100. Brother … I swear to the lamp … I really smoked …
10 1. One day, a mother-in-law took a bus … didn't know the way halfway … hit the driver's ass with a stick and said, where is this? The driver said, this is my ass …
102. People have many backgrounds, but I only have my back.
103. The doll asked her mother, "How to make sentences with ABCDEFG?" Mom: "A! Is this child B from the C family? Standing barefoot on D, EF wears nothing, and there is a small GG…… ... "
104. The crowd looked for him and looked up and saw him flying in the sky ... a bird man!
/kloc-after 0/05. 100, China is awesome. A group of uneducated Americans are complaining that the English version of the software developed by China Giant Construction Company is too slow, so they have to use an informal English version. And some software doesn't support English very much.
106. The price of pigs has gone up these days, and I want to reduce the price! ?
107. Going to work is to carry forward the spirit that dead mice are not afraid of cold!
108. If you do this again in the future, don't blame me for being inhuman!
109. What do you want? Do it!
1 10. Wang Cai, come and see, there are worse humans than you!
1 1 1. Think of yourself as a turtle grandson when you are a subordinate, and others regard you as a turtle son when you are a leader. From grandson to son, this bastard really got a promotion.
1 12. Why is there a college entrance examination? I want to know the minister of education, what is his score in the college entrance examination?
1 13. The thief who stole my wallet opened it and saw only five dollars. He sighed with tears: "It's not easy!" .

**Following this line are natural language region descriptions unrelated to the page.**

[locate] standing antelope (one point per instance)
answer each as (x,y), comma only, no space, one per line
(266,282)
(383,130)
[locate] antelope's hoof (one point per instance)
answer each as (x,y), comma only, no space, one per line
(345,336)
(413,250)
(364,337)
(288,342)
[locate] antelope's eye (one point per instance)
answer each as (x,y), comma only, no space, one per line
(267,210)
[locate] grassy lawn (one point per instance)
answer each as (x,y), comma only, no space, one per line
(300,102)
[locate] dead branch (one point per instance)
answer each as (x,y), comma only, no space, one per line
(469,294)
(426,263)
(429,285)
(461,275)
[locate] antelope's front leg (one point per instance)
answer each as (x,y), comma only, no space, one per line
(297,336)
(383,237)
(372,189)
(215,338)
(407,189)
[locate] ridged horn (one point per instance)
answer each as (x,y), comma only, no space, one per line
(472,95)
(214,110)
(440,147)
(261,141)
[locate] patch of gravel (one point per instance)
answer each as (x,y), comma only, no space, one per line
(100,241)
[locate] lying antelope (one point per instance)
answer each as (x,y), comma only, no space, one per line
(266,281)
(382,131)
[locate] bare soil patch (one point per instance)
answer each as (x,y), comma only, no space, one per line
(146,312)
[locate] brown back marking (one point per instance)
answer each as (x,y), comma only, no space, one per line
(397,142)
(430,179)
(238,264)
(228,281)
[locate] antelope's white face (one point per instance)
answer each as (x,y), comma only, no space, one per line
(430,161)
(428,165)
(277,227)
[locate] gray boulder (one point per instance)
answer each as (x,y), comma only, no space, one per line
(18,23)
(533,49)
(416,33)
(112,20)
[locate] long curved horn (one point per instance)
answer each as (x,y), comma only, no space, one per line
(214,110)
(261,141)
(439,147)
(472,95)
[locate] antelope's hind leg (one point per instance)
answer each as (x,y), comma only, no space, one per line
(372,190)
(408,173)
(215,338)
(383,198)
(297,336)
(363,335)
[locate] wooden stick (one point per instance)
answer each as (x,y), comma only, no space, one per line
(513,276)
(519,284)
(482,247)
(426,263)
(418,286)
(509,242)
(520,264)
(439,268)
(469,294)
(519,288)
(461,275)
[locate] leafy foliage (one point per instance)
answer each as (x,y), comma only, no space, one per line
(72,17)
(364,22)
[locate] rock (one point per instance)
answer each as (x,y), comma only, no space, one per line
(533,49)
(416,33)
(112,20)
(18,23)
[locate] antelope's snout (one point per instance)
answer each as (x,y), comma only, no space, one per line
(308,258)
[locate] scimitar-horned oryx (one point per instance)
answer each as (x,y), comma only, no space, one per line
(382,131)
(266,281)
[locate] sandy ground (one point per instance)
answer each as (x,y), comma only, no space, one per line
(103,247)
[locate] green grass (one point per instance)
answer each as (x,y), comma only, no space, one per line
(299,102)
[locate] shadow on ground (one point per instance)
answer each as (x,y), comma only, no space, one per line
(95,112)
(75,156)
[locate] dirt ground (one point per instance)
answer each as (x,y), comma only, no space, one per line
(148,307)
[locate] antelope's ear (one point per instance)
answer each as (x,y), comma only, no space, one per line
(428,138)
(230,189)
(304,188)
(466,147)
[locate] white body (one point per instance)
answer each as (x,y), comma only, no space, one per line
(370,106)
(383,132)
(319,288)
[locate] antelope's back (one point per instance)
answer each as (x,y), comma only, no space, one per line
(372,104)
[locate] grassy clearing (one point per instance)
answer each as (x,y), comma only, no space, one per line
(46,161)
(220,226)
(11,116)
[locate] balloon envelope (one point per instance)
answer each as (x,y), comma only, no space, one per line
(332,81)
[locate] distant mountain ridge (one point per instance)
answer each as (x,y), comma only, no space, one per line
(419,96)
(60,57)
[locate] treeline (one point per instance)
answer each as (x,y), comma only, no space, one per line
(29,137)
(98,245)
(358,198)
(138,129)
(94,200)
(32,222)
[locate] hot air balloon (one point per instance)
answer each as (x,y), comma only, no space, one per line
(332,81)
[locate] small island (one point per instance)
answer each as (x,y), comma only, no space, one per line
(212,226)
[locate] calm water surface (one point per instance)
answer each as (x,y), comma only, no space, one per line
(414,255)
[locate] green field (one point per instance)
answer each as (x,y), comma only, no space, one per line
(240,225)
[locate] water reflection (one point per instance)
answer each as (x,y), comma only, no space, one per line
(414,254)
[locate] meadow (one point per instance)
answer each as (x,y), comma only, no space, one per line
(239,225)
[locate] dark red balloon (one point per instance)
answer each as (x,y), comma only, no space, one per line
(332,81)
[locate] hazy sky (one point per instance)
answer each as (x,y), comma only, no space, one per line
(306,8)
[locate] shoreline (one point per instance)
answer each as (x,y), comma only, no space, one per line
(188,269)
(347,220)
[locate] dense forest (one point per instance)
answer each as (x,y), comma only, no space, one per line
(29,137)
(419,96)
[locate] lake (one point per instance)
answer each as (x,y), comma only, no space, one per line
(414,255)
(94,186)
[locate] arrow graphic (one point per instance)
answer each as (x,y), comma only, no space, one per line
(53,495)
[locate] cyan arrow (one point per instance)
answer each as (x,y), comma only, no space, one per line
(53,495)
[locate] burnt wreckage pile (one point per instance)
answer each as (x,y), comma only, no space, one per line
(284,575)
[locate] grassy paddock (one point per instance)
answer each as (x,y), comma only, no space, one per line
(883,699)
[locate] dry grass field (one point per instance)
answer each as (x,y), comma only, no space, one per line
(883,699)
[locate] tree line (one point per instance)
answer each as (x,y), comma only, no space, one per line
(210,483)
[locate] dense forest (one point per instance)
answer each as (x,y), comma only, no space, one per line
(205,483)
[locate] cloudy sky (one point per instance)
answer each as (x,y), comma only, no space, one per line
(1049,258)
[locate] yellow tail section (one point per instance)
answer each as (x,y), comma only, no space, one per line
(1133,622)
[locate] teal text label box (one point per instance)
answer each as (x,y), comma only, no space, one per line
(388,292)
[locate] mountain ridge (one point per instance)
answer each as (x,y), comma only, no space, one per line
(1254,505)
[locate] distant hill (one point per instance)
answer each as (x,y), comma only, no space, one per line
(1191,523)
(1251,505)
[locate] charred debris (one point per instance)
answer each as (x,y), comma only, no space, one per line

1 14. What are you unhappy about? Say it to make everyone happy.
165438+
1 16. Red beans don't grow in the south, they grow on my face. I really miss them!
1 17. I sat on a stone 150 million years ago and spent an afternoon …
1 18. I'm too beautiful to die ~ ~ ~
1 19. The head on the left is flour and the head on the right is water. When you think about a problem, your head burns.
- Related articles
- There are too many text messages on Apple 6 for itools to read.
- Why do I need a verification code in Tencent Video Receiving Center?
- How to turn off family invitation spam messages
- Where can I see Google real-name authentication?
- Asp.net HTML+JS+Backstage Writing Method
- How to contact the merchant for the US group takeaway?
- How to send MMS on OPPO mobile phone
- Tell me about your mood at work after the new year
- CITIC Construction Investment’s corporate business
- How to detect telephone fraud in public security law?